Conjugate Acid of Hydroxylamine

Understanding the concept of a conjugate acid is crucial in acid-base chemistry. In the case of hydroxylamine (\textbf{NH}\(_2\)\textbf{OH}), to find the conjugate acid, we envision the molecule accepting an extra hydrogen ion (\textbf{H}\(^+\)). This process transforms hydroxylamine into its conjugate acid, resulting in the new chemical formula \textbf{NH}\(_3\)\textbf{O}\(^+\).

When a base gains a proton, it forms its conjugate acid, which is essentially its partner in the acid-base pair. The chemical behavior of the conjugate acid of hydroxylamine is quite different from hydroxylamine itself, showcasing the versatile nature of such molecules in chemical reactions. The understanding of conjugate acids is pivotal for students delving into topics such as titration, buffer solutions, and equilibrium in aqueous solutions.

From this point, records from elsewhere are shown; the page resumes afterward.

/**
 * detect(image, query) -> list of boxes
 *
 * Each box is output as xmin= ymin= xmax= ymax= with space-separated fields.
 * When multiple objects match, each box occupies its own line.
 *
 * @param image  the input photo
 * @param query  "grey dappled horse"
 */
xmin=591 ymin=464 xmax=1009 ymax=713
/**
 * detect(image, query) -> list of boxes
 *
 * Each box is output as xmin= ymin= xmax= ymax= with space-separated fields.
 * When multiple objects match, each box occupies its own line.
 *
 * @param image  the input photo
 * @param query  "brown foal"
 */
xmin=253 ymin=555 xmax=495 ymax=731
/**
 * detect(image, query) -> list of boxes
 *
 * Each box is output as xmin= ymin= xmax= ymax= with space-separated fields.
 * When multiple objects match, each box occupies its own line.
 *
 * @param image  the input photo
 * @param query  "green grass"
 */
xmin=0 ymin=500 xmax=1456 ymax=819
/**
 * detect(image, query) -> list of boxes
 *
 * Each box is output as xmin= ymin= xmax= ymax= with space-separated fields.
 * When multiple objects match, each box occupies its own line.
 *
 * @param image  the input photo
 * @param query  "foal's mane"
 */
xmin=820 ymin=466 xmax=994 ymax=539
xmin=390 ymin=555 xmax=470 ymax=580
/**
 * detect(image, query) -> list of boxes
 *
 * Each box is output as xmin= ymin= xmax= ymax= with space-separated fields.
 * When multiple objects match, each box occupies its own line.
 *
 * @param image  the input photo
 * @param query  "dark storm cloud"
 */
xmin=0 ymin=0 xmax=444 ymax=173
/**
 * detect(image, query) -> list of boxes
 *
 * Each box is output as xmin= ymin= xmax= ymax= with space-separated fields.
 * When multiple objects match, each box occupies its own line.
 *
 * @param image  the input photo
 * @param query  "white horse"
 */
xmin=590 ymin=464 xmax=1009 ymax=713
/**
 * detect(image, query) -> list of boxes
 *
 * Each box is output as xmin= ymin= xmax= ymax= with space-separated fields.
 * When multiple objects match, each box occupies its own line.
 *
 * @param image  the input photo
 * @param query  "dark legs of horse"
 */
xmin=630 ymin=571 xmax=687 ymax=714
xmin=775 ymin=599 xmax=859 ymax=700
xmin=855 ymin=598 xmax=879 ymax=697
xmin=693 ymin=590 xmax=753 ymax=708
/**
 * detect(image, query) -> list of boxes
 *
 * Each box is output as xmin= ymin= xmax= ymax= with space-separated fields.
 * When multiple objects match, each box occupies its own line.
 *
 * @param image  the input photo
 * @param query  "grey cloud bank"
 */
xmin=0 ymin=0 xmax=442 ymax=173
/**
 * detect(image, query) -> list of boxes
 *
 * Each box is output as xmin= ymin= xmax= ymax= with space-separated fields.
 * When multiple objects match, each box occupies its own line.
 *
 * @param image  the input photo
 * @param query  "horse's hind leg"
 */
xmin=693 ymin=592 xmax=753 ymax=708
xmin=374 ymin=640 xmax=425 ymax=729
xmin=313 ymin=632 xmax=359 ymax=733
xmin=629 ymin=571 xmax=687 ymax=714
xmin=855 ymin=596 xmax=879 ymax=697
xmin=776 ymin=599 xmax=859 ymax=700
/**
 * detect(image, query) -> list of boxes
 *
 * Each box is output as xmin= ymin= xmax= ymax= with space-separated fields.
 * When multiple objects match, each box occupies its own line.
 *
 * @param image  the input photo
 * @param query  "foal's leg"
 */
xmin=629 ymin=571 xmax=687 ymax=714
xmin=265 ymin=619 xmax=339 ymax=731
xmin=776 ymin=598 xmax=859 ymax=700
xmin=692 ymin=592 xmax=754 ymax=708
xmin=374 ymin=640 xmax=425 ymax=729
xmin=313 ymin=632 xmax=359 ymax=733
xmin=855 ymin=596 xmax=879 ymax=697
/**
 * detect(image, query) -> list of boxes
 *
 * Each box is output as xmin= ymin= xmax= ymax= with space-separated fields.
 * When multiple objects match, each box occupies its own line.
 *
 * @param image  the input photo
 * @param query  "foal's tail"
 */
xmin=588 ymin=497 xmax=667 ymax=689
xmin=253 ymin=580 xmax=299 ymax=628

Proton Acceptor in Hydroxylamine

The role of a proton acceptor in a base is integral to the concept of acid-base reactions. Hydroxylamine (\textbf{NH}\(_2\)\textbf{OH}) acts as a base by offering an electron pair to bond with a free hydrogen ion (\textbf{H}\(^+\)). This behavior is due to the presence of nonbonding electron pairs, often referred to as lone pairs, on the molecule.

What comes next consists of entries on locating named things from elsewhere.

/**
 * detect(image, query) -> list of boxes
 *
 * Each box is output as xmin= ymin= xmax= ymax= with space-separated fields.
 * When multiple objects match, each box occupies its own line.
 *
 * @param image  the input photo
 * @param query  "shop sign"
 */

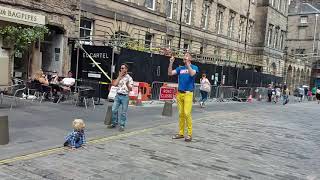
xmin=0 ymin=7 xmax=46 ymax=25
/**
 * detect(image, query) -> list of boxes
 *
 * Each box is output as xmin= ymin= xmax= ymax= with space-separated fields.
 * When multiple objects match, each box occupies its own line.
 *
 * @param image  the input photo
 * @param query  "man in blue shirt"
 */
xmin=168 ymin=53 xmax=199 ymax=142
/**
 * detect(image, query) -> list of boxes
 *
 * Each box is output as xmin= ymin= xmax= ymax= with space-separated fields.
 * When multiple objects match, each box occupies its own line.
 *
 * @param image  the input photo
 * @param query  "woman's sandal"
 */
xmin=184 ymin=136 xmax=192 ymax=142
xmin=172 ymin=134 xmax=184 ymax=139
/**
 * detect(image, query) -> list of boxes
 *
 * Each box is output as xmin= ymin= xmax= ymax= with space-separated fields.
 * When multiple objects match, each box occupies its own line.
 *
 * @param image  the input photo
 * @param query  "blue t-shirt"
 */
xmin=176 ymin=64 xmax=199 ymax=91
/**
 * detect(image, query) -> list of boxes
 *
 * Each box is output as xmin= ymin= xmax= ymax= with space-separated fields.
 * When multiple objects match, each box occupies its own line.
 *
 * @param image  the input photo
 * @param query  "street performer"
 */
xmin=108 ymin=64 xmax=133 ymax=131
xmin=168 ymin=52 xmax=199 ymax=142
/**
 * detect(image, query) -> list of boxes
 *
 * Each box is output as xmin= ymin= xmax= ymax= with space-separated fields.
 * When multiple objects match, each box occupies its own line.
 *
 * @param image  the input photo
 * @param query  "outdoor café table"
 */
xmin=76 ymin=86 xmax=93 ymax=106
xmin=0 ymin=84 xmax=11 ymax=104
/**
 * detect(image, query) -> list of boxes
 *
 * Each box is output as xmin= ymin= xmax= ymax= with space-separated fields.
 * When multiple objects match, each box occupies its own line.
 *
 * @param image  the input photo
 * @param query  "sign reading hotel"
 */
xmin=0 ymin=7 xmax=46 ymax=25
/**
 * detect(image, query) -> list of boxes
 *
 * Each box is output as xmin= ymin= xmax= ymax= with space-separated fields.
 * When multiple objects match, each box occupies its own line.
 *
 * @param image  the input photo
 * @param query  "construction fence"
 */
xmin=150 ymin=81 xmax=268 ymax=102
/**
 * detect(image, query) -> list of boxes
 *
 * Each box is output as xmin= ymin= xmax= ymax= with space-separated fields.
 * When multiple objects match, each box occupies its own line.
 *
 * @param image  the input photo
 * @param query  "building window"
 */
xmin=183 ymin=42 xmax=190 ymax=52
xmin=228 ymin=11 xmax=236 ymax=38
xmin=80 ymin=19 xmax=93 ymax=44
xmin=216 ymin=7 xmax=224 ymax=34
xmin=144 ymin=32 xmax=153 ymax=48
xmin=226 ymin=49 xmax=232 ymax=61
xmin=201 ymin=3 xmax=210 ymax=29
xmin=273 ymin=27 xmax=279 ymax=48
xmin=277 ymin=0 xmax=282 ymax=11
xmin=248 ymin=20 xmax=254 ymax=43
xmin=300 ymin=16 xmax=308 ymax=24
xmin=267 ymin=24 xmax=273 ymax=47
xmin=239 ymin=17 xmax=246 ymax=42
xmin=166 ymin=0 xmax=173 ymax=19
xmin=282 ymin=0 xmax=288 ymax=13
xmin=296 ymin=49 xmax=306 ymax=55
xmin=185 ymin=0 xmax=192 ymax=25
xmin=166 ymin=37 xmax=172 ymax=48
xmin=279 ymin=31 xmax=285 ymax=49
xmin=144 ymin=0 xmax=156 ymax=10
xmin=270 ymin=0 xmax=275 ymax=7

Specifically, the oxygen atom in hydroxylamine is the site of this action. Oxygen has two lone pairs of electrons and it readily uses one of these pairs to bond with the hydrogen ion, converting hydroxylamine to its conjugate acid, \textbf{NH}\(_3\)\textbf{O}\(^+\). This capacity to accept a proton is a defining characteristic of base functionality, and students are encouraged to identify the potential sites for proton acceptance when analyzing different molecules.

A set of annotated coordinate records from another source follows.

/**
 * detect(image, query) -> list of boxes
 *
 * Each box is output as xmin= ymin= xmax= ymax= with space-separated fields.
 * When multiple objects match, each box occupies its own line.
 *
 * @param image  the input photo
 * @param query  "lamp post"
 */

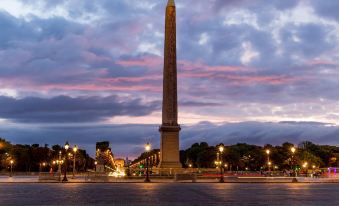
xmin=218 ymin=144 xmax=225 ymax=183
xmin=9 ymin=160 xmax=14 ymax=177
xmin=291 ymin=147 xmax=297 ymax=177
xmin=62 ymin=141 xmax=69 ymax=182
xmin=73 ymin=145 xmax=78 ymax=178
xmin=303 ymin=162 xmax=308 ymax=177
xmin=144 ymin=143 xmax=151 ymax=182
xmin=57 ymin=151 xmax=61 ymax=173
xmin=266 ymin=149 xmax=271 ymax=172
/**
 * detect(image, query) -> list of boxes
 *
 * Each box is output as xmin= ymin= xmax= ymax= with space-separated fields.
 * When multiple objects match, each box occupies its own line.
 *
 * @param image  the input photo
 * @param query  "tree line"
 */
xmin=0 ymin=138 xmax=94 ymax=172
xmin=180 ymin=141 xmax=339 ymax=171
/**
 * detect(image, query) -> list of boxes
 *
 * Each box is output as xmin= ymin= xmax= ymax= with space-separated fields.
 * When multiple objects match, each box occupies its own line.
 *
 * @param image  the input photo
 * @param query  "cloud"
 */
xmin=0 ymin=121 xmax=339 ymax=157
xmin=310 ymin=0 xmax=339 ymax=21
xmin=0 ymin=96 xmax=160 ymax=123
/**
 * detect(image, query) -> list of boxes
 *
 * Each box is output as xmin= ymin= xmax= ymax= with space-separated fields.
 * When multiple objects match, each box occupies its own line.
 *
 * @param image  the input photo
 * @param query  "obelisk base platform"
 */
xmin=159 ymin=125 xmax=182 ymax=169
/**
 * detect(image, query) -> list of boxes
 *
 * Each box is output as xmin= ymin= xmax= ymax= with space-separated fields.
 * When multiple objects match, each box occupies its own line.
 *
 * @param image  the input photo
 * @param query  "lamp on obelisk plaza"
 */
xmin=62 ymin=142 xmax=69 ymax=182
xmin=144 ymin=143 xmax=151 ymax=182
xmin=73 ymin=145 xmax=78 ymax=178
xmin=218 ymin=144 xmax=225 ymax=183
xmin=266 ymin=149 xmax=272 ymax=172
xmin=9 ymin=160 xmax=14 ymax=177
xmin=291 ymin=147 xmax=297 ymax=177
xmin=159 ymin=0 xmax=182 ymax=168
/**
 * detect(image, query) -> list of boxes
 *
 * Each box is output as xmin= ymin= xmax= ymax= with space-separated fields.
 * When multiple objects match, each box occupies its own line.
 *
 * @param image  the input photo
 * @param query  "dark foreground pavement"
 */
xmin=0 ymin=183 xmax=339 ymax=206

Lewis Structures and Formal Charges

Lewis structures are visual representations that illustrate the bonding between atoms within a molecule, as well as any nonbonding electron pairs. Formal charges, on the other hand, provide insight into the electronegativity and distribution of electrons in the molecule.

Understanding Lewis Structures

To create a Lewis structure, we arrange the atoms to show how they're bonded and then allocate dots around the atoms, showcasing the nonbonding (lone) pairs.

Determining Formal Charges

The formula for calculating formal charges is: Formal charge = (Valence electrons) - (Nonbonding electrons) - 0.5*(Bonding electrons).

In hydroxylamine (\textbf{NH}\(_2\)\textbf{OH}), both the nitrogen and oxygen atoms have a formal charge of zero, indicating a stable configuration. However, considering the greater electronegativity of oxygen, it is preferred over nitrogen for accepting a proton. This detail can impact chemical reactivity and is particularly relevant in the study of acid-base chemistry, resonance structures, and reaction mechanisms. Recognizing these properties allows students to predict molecular behavior and the outcomes of chemical reactions more accurately.